[net.news.adm] more hobgoblins, thoughts on improving the situation

bobm@rtech.UUCP (Bob Mcqueer) (09/04/86)

[]---

Concerning the "#W" lines in map files: it seems to me that the "date"
portion of that line is a very useful piece of information, but non-adherence
to format is an even worse problem here than with the "#L" lines recently
discussed.  Looking over the map files, I see:

1) "date" format beginning with day-of-week
2) "date" format beginning with month (no day-of-week)
3) "date" format beginning with numeric day of month
4) six digit integer YYMMDD preceding semicolon
5) 4) following semicolon or with no semicolon.
6) MM/DD/YY at some random placement
7) variations with and without time-of-day portions

The above appear in a significant number of entries.  There are also many
entries which convey the desired information to a human reader, but
don't adhere to any of the above formats.
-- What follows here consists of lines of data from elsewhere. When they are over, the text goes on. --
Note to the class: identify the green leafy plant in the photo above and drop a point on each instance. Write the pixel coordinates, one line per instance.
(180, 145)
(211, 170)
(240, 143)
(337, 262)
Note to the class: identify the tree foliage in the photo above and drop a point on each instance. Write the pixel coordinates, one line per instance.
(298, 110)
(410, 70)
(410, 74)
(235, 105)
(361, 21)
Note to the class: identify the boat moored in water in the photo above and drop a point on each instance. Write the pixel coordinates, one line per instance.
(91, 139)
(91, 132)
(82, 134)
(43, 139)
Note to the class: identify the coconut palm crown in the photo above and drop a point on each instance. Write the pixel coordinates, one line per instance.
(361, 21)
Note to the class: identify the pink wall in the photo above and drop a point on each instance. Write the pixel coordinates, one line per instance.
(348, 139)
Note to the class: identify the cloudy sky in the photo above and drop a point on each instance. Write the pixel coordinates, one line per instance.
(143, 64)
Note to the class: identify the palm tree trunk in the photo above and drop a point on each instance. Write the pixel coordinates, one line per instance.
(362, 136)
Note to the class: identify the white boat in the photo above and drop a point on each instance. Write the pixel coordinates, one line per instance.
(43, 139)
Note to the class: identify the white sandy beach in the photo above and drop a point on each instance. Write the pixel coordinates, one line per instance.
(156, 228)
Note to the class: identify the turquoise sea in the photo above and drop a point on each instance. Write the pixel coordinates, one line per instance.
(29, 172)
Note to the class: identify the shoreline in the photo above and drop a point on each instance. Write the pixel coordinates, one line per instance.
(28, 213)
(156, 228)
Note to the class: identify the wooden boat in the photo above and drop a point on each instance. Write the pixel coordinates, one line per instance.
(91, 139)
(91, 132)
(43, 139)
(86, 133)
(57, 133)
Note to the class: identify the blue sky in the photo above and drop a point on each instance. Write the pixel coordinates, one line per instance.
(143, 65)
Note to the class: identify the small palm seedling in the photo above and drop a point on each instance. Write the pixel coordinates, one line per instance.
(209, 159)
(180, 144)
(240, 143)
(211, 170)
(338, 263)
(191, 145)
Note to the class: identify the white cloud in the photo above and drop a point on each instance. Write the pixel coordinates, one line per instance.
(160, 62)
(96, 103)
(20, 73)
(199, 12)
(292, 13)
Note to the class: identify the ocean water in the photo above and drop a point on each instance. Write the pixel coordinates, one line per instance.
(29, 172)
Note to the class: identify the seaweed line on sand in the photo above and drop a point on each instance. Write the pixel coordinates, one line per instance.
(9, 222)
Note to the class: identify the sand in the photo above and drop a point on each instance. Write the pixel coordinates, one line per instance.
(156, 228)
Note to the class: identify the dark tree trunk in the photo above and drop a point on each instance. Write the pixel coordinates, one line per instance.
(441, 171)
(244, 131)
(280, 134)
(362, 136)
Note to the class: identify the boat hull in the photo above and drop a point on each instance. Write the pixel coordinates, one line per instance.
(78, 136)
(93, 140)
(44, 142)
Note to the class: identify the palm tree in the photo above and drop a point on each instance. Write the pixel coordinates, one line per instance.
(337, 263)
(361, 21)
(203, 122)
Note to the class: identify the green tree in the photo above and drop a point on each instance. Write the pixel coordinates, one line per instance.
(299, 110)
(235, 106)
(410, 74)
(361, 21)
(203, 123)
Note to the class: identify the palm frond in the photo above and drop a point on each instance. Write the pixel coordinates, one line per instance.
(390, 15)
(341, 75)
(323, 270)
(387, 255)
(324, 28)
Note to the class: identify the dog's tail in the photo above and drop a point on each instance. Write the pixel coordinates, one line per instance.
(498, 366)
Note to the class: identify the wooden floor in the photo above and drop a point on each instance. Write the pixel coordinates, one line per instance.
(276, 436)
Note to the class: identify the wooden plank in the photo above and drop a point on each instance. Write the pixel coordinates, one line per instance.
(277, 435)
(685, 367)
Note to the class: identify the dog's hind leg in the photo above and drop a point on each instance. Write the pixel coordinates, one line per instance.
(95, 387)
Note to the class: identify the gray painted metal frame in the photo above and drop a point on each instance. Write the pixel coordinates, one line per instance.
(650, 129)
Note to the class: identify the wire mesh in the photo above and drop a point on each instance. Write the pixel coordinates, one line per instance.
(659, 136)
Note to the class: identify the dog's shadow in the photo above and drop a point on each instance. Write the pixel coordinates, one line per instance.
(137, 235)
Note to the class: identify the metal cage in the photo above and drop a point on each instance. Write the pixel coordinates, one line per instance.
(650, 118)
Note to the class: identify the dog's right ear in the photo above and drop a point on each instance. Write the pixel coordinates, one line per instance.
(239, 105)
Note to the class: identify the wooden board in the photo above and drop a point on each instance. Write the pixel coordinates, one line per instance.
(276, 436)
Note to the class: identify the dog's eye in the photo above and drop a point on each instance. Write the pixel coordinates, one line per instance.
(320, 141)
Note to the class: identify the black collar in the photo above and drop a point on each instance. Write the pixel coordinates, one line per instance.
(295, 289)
Please note: it is not my intention AT ALL to chastise anybody for not
entering the dates "properly".  I'm just noting that as things stand now,
it is difficult to write a routine which will reliably pick the date out of
most of these lines.

I was wondering.  Could part of the collection process for maintaining
mapfiles and building the distributed archives be attachment of a time stamp
to each entry indicating when it was received?  The date stamp would then
be in a consistent format.  True, this hides the fact that somebody may
have mailed the map maintainer an ancient entry, but I think the guarantee
of being able to machine parse the date is an equitable trade-off.

Another thought: there ought to be a little program floating around which
would check the validity of map entries, including the format of lines
which could reasonably be machine readable.  Is there such?  If so, making
the tool available and known would help matters.  If everybody had the tool,
and it produced explicit diagnostics, it might become reasonable for the map
maintainer to insist on proper format before including entries in the archives.

Bob McQueer
-- 
{amdahl, sun, mtxinu, hoptoad, cpsc6a}!rtech!bobm

tgt@cbosgd.UUCP (Tim Thompson) (09/04/86)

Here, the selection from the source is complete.